Done

You have a to-do list. A monster you’ve been feeding for years, kept under the bed and occasionally pulled out for a mild shaving, much like a pocket yak.

That list is the epitome of Darwinism, having evolved over the years (decades?) and jumped across machines, with some entries essentially unchanged from when you scratched their great-great-ancestors on your Palm Pilot, and it contains echoes of all your interests, pursuits and concerns across most of your adult life.

The big ticket items are mostly done: Buy house; furnish it; set aside cash for a rainy day; make sure the kids will inherit your pension fund; go places; buy piano.

Then there’s the recurring stuff: Learn new things; bootstrap yourself every couple of years; read voraciously; take photographs, not mediocre snaps; write daily; listen to new music; check up on people from time to time.

The rest is the boring stuff, the ones you check off or move forward week after week: Meet with John about the facilities project; buy cables; send notes on yesterday’s presentation; write a product spec; review code; meet with this week’s All-Singing, All-Dancing Vendor.

Somewhere in the middle is the important stuff. The ones that fall into the cracks of everyday life and that you hardly even notice – until you realize they actually were on the list, but you moved them down.

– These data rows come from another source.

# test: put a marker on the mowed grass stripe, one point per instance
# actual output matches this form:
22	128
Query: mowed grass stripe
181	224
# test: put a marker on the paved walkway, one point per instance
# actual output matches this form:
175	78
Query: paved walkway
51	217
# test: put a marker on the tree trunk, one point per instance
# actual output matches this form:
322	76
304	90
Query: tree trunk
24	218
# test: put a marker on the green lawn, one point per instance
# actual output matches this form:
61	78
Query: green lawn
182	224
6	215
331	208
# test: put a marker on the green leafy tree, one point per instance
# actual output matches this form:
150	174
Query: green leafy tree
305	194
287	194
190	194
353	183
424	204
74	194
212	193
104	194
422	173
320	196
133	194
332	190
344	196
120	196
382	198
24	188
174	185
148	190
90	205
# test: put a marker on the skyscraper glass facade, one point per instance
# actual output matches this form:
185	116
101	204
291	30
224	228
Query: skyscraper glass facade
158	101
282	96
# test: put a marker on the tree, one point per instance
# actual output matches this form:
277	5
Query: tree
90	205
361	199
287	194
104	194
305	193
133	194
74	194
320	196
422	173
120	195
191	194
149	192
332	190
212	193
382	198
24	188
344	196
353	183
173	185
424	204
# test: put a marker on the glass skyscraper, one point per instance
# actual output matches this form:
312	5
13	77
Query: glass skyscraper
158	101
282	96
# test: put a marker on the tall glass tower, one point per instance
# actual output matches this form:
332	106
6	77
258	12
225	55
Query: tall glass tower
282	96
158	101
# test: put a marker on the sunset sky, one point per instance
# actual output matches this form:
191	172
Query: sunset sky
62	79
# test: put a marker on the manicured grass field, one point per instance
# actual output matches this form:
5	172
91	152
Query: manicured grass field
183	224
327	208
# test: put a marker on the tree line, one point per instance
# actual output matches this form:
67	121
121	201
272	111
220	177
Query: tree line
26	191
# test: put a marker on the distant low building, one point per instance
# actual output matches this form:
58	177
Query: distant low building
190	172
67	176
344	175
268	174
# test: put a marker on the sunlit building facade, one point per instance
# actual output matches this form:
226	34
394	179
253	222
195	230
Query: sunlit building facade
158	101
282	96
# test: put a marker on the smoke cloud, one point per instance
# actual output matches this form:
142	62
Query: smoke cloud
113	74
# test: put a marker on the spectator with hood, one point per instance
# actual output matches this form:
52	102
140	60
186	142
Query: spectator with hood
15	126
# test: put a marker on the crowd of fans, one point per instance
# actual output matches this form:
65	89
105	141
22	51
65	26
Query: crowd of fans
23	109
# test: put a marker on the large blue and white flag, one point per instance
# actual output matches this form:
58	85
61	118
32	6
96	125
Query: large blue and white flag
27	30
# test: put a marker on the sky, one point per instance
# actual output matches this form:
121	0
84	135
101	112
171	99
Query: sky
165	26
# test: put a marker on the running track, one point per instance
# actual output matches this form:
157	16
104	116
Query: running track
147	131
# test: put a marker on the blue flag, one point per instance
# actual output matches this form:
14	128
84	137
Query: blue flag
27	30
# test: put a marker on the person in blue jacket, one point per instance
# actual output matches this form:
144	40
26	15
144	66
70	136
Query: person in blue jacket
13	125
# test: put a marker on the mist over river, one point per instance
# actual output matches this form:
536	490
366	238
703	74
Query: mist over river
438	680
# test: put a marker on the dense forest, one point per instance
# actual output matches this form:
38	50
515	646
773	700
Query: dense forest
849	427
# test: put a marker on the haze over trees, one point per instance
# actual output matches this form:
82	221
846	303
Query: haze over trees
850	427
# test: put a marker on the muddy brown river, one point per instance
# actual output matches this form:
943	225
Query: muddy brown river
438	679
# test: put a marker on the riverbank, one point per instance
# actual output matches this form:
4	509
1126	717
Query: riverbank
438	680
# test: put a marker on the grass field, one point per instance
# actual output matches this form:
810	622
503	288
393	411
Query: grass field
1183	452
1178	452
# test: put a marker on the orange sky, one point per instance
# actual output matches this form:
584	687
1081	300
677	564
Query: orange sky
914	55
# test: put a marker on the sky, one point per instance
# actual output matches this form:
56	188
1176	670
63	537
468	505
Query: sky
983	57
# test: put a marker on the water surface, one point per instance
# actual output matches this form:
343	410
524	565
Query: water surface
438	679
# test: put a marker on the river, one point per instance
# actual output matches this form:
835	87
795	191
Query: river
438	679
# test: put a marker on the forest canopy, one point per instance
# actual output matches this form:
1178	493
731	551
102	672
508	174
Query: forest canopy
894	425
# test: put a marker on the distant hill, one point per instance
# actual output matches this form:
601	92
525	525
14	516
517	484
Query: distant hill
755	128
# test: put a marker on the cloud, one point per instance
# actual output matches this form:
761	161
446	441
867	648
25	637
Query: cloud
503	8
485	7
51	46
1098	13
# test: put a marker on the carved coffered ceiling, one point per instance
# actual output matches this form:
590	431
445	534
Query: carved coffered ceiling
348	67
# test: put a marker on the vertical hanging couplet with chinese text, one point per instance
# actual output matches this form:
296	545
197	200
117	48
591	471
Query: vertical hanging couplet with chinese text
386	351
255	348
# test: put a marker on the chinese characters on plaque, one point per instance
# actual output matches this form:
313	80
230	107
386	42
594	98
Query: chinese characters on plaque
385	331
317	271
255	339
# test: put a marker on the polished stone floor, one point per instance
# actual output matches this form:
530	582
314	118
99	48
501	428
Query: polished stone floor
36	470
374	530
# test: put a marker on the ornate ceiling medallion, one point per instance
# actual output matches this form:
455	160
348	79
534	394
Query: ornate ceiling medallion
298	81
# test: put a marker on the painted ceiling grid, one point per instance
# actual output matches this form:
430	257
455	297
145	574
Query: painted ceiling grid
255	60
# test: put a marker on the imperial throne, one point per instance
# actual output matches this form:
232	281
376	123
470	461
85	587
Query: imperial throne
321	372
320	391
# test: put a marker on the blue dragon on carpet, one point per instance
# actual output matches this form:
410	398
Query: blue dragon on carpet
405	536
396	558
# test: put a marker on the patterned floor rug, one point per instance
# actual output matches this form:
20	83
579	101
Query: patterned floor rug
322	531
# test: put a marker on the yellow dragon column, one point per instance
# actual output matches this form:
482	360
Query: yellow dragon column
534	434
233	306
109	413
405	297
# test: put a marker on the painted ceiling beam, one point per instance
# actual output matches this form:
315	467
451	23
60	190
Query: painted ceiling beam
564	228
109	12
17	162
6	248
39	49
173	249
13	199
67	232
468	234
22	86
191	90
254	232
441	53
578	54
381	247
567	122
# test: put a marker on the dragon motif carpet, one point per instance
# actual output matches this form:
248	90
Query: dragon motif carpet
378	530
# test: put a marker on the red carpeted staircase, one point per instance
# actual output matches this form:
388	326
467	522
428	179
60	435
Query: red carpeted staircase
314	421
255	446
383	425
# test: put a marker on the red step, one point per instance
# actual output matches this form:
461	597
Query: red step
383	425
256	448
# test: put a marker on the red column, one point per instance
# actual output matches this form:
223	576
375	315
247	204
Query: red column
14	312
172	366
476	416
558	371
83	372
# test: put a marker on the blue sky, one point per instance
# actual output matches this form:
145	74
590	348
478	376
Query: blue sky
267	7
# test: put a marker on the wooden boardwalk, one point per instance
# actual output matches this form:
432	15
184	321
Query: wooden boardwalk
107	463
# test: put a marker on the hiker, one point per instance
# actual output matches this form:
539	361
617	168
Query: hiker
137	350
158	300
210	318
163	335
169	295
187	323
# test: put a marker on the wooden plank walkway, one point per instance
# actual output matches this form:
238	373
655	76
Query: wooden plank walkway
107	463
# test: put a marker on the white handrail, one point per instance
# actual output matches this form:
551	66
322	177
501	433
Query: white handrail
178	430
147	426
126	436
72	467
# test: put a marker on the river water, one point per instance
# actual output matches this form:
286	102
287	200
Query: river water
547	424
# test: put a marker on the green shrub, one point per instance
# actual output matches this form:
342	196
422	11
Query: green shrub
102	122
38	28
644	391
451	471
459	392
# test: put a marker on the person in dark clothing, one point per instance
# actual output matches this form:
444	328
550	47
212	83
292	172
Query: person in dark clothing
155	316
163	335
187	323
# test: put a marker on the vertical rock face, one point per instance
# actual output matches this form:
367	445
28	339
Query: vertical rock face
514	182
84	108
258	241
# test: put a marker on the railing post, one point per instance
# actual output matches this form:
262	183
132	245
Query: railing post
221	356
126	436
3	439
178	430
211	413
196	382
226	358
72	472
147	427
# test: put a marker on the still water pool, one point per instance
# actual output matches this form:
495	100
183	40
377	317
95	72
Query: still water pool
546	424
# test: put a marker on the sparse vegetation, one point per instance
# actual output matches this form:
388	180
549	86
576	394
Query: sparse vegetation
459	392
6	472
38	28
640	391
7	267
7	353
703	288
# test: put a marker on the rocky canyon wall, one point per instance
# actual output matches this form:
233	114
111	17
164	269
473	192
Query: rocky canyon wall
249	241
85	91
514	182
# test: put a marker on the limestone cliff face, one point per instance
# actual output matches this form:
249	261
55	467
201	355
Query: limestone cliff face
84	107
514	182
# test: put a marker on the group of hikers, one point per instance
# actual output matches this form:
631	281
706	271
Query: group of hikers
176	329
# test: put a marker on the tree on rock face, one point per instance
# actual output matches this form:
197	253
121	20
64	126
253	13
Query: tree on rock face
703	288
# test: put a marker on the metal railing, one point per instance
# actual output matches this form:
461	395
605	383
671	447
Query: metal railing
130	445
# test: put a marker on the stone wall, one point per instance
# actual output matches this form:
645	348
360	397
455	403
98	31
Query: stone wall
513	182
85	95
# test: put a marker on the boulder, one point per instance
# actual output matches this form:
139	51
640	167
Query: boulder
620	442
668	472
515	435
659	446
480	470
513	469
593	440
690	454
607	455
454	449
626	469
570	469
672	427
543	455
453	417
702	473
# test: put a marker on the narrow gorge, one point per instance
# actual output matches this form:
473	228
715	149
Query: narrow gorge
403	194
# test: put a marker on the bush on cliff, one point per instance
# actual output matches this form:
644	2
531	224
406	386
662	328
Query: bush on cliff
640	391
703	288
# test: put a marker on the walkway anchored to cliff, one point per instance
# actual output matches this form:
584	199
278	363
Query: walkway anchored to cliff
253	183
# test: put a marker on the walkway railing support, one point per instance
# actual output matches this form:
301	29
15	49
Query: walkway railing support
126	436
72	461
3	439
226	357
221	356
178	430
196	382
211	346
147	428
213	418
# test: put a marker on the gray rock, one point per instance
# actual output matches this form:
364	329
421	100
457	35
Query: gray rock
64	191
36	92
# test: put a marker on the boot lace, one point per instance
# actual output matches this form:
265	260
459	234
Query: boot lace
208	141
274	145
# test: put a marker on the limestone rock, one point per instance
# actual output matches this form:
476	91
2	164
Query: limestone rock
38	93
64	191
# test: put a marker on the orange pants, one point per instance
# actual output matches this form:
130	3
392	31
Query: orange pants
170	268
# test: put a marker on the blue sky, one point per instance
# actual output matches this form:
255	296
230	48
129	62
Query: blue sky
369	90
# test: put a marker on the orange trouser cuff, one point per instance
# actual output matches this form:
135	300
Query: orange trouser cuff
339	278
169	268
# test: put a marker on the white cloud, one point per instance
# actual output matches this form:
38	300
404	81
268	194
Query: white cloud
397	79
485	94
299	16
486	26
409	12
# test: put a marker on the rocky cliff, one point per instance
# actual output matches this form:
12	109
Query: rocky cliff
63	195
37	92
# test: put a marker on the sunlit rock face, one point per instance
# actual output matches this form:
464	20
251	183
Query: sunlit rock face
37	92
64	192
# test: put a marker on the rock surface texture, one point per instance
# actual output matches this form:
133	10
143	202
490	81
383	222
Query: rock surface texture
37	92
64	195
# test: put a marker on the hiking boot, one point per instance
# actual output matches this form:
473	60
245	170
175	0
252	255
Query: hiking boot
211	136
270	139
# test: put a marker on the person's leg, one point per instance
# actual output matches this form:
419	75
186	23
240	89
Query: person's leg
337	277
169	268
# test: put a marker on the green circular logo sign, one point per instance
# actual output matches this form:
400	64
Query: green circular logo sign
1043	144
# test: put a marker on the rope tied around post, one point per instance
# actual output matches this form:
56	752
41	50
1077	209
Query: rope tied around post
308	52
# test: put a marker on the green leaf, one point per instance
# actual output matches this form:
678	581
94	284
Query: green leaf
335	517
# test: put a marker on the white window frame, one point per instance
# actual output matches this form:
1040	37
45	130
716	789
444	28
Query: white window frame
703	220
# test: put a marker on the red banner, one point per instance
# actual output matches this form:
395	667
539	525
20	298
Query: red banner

There’s a lot more to be said about to-do lists (and yes, I do maintain one – painstakingly so, in fact, largely work-related), but the important thing is that you have them on hand to make sure you can pick out the important stuff and act on it.

And that’s the real challenge – figuring out the important stuff. There’s always room for improvement, especially where it concerns the “check up on people from time to time” thing.

Considering that someone I hadn’t spoken with in person since 2007 is now gone, messaging her a month ago to have lunch clearly wasn’t enough, and that’s not something you can tackle with a to-do list.